Critically-acclaimed Filipino-American hip hop sensation Guapdad 4000 has been making noise for his rather diverse musical style that gets his listeners hooked from start to finish. But did you know that there’s more to his music than just one to listen to and jam to?
Despite achieving global success, the Olongapo-born artist still managed to keep his feet on the ground as he looked back at his Filipino roots in an exclusive interview with FreebieMNL.
There’s no question why he creates good music as both sides of his family have always been drawn to music — citing his grandmother from his Filipino side of the family as among one of his earliest musical influences growing up.
“I got musicians on my father’s side, my black side. There’s a lot of people who do music. My auntie is a rapper-producer. My uncle is a singer and composer and guitar player. With my grandma and my Filipino side, she can obviously sing hella f***ing good and I’ve seen her in church like caroling. As a kid, music has always been around,” he said.
Describing his music as both honest and personal, Guadpad said being an artist of color has allowed him to celebrate the little wins in his life.
“When it comes to comparing myself as a person of color and not just a biracial individual ‘cause from the Filipino side as well, I try to wear my wins and be proud of my little accomplishments as they come and try not to think about the wide presence in hip hop because it’s not a lot but they obviously do the best ‘cause they’re white,” he said.

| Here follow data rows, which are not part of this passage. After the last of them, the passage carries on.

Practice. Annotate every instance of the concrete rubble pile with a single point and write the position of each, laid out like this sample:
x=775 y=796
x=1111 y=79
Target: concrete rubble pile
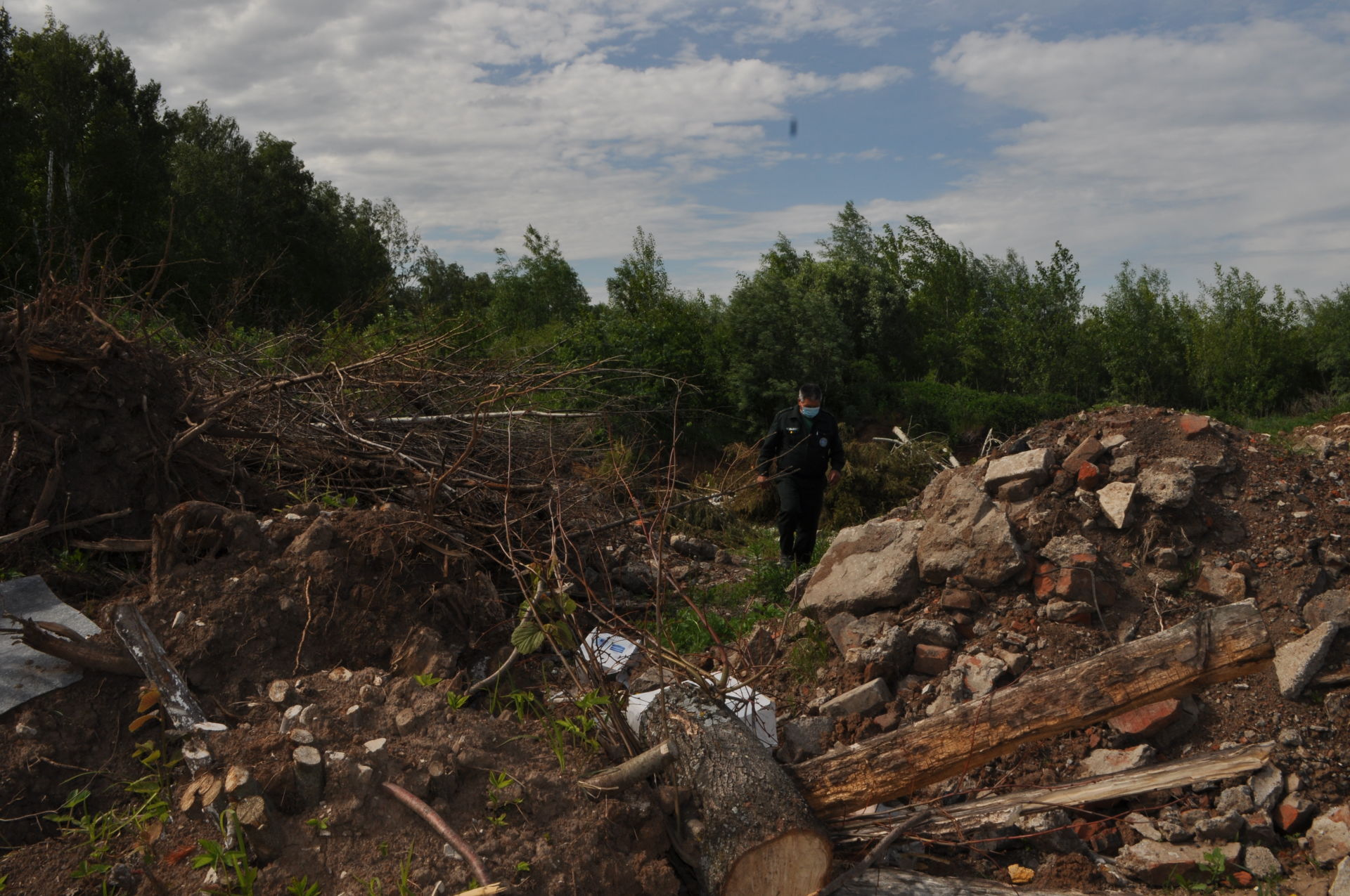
x=1090 y=532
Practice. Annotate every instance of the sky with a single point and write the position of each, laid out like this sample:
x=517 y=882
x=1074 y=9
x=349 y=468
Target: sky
x=1168 y=134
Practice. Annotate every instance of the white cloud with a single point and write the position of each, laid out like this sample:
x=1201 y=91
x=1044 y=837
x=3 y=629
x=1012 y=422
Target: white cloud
x=1216 y=145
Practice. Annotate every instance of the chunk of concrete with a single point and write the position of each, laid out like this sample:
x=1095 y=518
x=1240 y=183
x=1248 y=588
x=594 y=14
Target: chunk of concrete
x=1115 y=500
x=863 y=699
x=1299 y=661
x=1169 y=482
x=867 y=567
x=1028 y=465
x=1112 y=761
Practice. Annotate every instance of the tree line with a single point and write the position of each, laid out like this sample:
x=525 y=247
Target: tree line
x=893 y=321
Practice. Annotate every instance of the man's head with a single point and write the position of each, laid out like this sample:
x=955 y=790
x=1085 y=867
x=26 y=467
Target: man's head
x=809 y=396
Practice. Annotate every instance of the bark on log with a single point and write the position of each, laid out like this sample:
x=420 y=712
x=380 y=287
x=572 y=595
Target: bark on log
x=1006 y=809
x=1215 y=645
x=759 y=834
x=890 y=881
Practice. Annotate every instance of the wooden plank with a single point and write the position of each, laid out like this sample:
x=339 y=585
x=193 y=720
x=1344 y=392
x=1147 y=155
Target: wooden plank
x=1215 y=645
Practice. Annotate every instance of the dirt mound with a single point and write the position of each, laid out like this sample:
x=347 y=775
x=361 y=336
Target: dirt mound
x=1204 y=514
x=88 y=422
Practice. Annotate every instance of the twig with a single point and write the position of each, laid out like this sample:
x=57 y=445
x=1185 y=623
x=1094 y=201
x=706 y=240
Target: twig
x=305 y=630
x=635 y=770
x=488 y=682
x=877 y=852
x=440 y=828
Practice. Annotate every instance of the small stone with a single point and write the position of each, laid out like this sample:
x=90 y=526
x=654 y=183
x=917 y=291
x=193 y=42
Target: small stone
x=1341 y=884
x=1294 y=814
x=806 y=737
x=1221 y=829
x=930 y=659
x=1148 y=720
x=1266 y=787
x=1112 y=761
x=1222 y=583
x=980 y=673
x=406 y=721
x=1115 y=500
x=863 y=699
x=1330 y=836
x=1261 y=862
x=1194 y=424
x=281 y=692
x=1235 y=799
x=934 y=632
x=290 y=718
x=1074 y=611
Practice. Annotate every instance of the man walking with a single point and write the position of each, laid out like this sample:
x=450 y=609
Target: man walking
x=805 y=441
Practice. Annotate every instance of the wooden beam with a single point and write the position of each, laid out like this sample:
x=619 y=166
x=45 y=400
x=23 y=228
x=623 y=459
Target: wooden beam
x=892 y=881
x=1008 y=807
x=1215 y=645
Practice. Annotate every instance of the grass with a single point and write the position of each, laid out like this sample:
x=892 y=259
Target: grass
x=733 y=609
x=1275 y=424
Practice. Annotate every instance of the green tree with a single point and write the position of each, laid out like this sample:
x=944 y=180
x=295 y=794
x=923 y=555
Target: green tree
x=641 y=281
x=91 y=149
x=1328 y=323
x=1143 y=330
x=539 y=287
x=1244 y=354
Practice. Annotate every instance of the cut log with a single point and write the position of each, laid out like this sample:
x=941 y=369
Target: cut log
x=1006 y=809
x=759 y=836
x=1215 y=645
x=890 y=881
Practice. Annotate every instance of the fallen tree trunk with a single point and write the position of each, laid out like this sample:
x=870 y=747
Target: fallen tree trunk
x=1215 y=645
x=759 y=836
x=890 y=881
x=1006 y=809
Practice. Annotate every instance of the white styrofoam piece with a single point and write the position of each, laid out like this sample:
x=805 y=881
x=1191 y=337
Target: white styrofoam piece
x=758 y=711
x=612 y=652
x=25 y=673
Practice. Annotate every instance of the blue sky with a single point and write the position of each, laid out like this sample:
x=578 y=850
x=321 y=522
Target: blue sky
x=1176 y=135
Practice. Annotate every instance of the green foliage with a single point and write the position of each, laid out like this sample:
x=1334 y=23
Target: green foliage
x=302 y=887
x=456 y=701
x=231 y=865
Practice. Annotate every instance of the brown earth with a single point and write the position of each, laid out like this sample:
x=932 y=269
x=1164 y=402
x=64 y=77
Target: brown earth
x=349 y=605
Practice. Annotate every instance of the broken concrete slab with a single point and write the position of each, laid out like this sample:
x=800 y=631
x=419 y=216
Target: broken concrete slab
x=1034 y=465
x=1330 y=836
x=863 y=699
x=1329 y=606
x=1115 y=500
x=1113 y=761
x=25 y=673
x=867 y=567
x=1297 y=663
x=1169 y=482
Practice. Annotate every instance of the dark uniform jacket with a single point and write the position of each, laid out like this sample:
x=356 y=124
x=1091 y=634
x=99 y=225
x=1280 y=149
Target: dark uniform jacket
x=799 y=448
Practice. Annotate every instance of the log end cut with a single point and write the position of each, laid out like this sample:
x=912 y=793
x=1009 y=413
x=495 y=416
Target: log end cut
x=794 y=864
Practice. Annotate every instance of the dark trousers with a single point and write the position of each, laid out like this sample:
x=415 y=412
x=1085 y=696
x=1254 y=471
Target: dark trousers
x=799 y=502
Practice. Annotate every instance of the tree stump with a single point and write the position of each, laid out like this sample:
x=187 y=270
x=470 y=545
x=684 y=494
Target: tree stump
x=759 y=837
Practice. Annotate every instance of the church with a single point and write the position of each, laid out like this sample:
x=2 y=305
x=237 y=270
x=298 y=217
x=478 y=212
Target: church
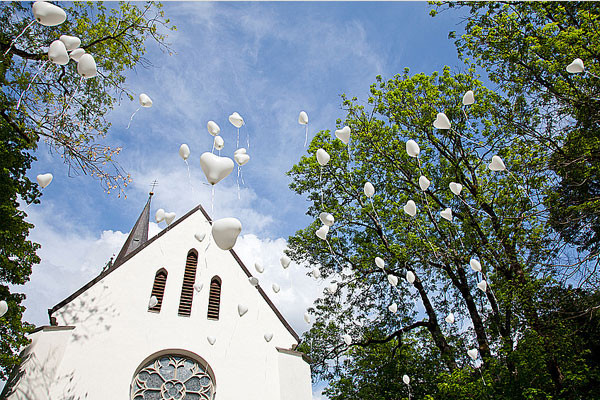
x=172 y=318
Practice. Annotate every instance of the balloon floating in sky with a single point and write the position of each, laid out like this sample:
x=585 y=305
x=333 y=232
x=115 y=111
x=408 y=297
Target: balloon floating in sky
x=412 y=148
x=497 y=164
x=44 y=179
x=576 y=67
x=225 y=231
x=215 y=168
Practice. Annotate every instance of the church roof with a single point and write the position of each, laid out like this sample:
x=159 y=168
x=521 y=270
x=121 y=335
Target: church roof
x=129 y=254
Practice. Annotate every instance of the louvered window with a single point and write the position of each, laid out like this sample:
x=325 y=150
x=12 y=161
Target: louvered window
x=187 y=290
x=214 y=298
x=158 y=289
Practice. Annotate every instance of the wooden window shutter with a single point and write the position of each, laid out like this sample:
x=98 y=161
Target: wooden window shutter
x=187 y=290
x=158 y=289
x=214 y=298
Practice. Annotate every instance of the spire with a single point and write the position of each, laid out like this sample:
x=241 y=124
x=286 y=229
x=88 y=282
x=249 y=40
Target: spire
x=138 y=235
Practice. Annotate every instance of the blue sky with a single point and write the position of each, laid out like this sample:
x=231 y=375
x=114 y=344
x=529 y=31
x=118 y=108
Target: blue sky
x=267 y=61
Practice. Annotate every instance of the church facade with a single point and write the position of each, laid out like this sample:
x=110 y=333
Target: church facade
x=172 y=318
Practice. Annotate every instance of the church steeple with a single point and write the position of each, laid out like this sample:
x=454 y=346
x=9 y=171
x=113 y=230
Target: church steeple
x=138 y=235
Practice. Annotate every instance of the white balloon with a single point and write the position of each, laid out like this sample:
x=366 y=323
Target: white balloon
x=215 y=168
x=242 y=309
x=576 y=67
x=468 y=98
x=184 y=151
x=424 y=183
x=48 y=14
x=412 y=148
x=475 y=265
x=322 y=232
x=259 y=268
x=219 y=143
x=369 y=189
x=169 y=218
x=497 y=164
x=323 y=157
x=86 y=66
x=441 y=122
x=3 y=307
x=236 y=120
x=410 y=208
x=225 y=231
x=447 y=214
x=343 y=134
x=473 y=353
x=145 y=100
x=71 y=42
x=303 y=118
x=213 y=128
x=57 y=53
x=44 y=179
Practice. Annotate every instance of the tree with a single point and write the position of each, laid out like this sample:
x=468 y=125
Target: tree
x=65 y=111
x=499 y=218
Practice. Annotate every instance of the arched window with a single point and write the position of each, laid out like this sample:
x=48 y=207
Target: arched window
x=214 y=298
x=187 y=290
x=158 y=289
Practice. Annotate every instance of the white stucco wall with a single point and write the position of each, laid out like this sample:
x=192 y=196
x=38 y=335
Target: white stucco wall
x=114 y=333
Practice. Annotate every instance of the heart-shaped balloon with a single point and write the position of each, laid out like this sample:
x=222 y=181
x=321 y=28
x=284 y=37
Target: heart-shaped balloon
x=369 y=189
x=219 y=143
x=468 y=98
x=215 y=168
x=323 y=157
x=497 y=164
x=410 y=208
x=441 y=121
x=225 y=231
x=343 y=134
x=322 y=232
x=576 y=67
x=242 y=309
x=475 y=265
x=184 y=151
x=86 y=66
x=57 y=53
x=447 y=214
x=424 y=183
x=303 y=118
x=326 y=219
x=455 y=188
x=473 y=353
x=199 y=236
x=412 y=148
x=213 y=128
x=482 y=285
x=169 y=218
x=76 y=54
x=48 y=14
x=236 y=120
x=44 y=179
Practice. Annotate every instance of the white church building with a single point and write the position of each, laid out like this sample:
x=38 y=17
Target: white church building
x=107 y=342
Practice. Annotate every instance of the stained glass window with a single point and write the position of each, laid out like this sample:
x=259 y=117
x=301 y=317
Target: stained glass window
x=172 y=377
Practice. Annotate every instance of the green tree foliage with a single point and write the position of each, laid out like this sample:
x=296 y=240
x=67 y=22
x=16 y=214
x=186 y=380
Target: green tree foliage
x=520 y=325
x=67 y=113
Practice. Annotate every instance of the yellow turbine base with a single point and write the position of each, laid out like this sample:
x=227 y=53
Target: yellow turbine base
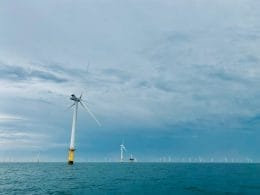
x=71 y=156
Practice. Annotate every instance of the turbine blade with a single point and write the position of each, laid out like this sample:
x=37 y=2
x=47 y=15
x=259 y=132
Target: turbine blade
x=89 y=111
x=70 y=107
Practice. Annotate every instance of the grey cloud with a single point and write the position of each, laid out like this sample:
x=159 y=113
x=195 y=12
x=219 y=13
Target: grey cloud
x=17 y=73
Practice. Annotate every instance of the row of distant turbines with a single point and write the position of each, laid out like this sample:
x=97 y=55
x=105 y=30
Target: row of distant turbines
x=75 y=104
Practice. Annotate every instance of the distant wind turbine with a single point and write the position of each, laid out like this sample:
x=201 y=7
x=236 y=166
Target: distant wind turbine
x=74 y=121
x=122 y=149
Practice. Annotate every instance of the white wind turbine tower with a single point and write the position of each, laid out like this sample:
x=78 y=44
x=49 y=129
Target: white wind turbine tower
x=122 y=149
x=74 y=121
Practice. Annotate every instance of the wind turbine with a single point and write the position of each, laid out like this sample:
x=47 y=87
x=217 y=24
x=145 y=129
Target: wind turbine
x=74 y=121
x=122 y=149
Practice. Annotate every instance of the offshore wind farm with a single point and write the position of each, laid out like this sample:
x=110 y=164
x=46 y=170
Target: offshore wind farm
x=174 y=83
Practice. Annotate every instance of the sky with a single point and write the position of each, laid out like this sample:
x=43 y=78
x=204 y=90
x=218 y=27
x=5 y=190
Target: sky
x=172 y=78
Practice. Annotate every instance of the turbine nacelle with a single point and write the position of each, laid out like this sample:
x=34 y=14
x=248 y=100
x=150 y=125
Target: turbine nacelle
x=74 y=98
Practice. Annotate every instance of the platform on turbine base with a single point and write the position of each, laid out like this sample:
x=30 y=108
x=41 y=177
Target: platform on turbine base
x=71 y=156
x=70 y=162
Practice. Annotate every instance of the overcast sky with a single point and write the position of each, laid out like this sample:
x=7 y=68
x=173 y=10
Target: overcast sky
x=177 y=78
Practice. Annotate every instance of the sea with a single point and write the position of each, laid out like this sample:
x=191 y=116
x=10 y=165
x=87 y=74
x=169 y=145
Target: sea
x=130 y=178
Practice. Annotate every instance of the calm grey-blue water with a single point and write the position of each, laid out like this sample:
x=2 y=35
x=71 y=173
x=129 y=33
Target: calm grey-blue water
x=129 y=178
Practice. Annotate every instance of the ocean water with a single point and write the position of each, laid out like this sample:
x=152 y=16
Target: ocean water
x=129 y=178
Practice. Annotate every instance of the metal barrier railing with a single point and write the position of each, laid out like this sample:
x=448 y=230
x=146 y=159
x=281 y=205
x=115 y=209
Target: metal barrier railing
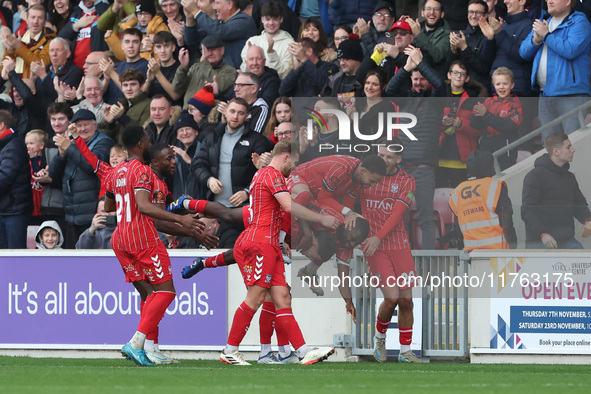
x=445 y=309
x=575 y=111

He added: “I just look at it like that’s going to happen and people like me are gonna continue to be at the forefront talking about what’s important to me and yeah, it’s bigger than music. I don’t need to give a f**k what you do, whatever your category.”
With more Asian artists getting a much-deserved spotlight, Guadpad also talked about Asian representation in the global scene.
“I think it needs a necessary light and that’s why I’m trying to go as hard as I am with the outreach to the Asian community and to the Asian consumers in this genre and in this culture because as one of them, I feel understated and underheard as an American-Asian from the rest of Asia,” he said.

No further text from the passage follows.